Field Report

Northern San Juan - CO

2025/02/16
Lat: 37.834, Lon: -107.696
Backcountry Area: Northern San Juan
Author: Krista Beyer
Organization: Forecaster, CAIC

Report Information

Observation Summary

One remote trigger, one skier trigger, and one natural avalanche, along with cracking and collapsing near and below the treeline, suggest the recent load is still adjusting. Steep gully walls and road cuts remain reactive to human trigger from above and from below.

Route Description

Travelled below and near treeline on east and northeast aspects.

Avalanches

Triggered avalanche

I remotely triggered an avalanche from around 250 ft away while skiing down a ridgeline. The avalanche appears to have failed on pre-storm weak surfaces and gouged into old snow. The avalanche was on a northeast aspect near ridgeline. A member of the party also triggered a small avalanche on a southeast-facing gully wall.

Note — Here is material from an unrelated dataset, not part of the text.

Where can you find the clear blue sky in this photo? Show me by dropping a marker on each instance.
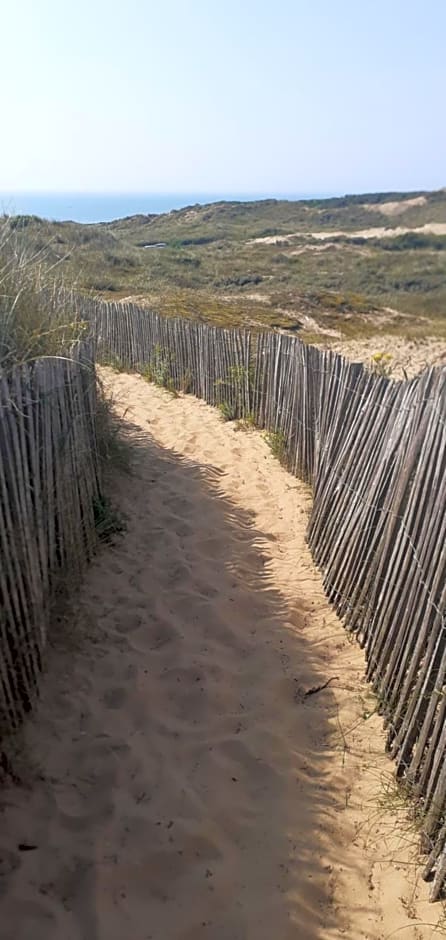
(265, 96)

An avalanche failed naturally on the north-facing steep gully walls sometime at the tail end of the storm.

i
Expand to see more details
Date # Elev Asp Type Trig SizeR SizeD Problem Type Location
02/15/2025
1 <TL N SS N R2 D1 Storm Slab
02/16/2025
1 <TL SE SS AS/u R1 D1 Storm Slab
02/16/2025
1 TL NE SS AS/r R1 D2 Persistent Slab

Snowpack

Cracking: Moderate
Collapsing: Moderate

Nearby Red Mountain Pass picked around 29 inches at 2.1 inches of water during the Valentine's weekend storm (the storms this year sure like the holiday weekends). This snow has settled some making travel gradually more supportable from previous days. Recent snow sits on weak surfaces at lower elevations. Most avalanche activity observed is running on the pre-storm surfaces and/or gouging into old weak layers.

Weather

A cold morning warmed to near-freezing temperatures by early afternoon. Strong westerly winds picked up in the afternoon and snow was seen drifting at ridgeline.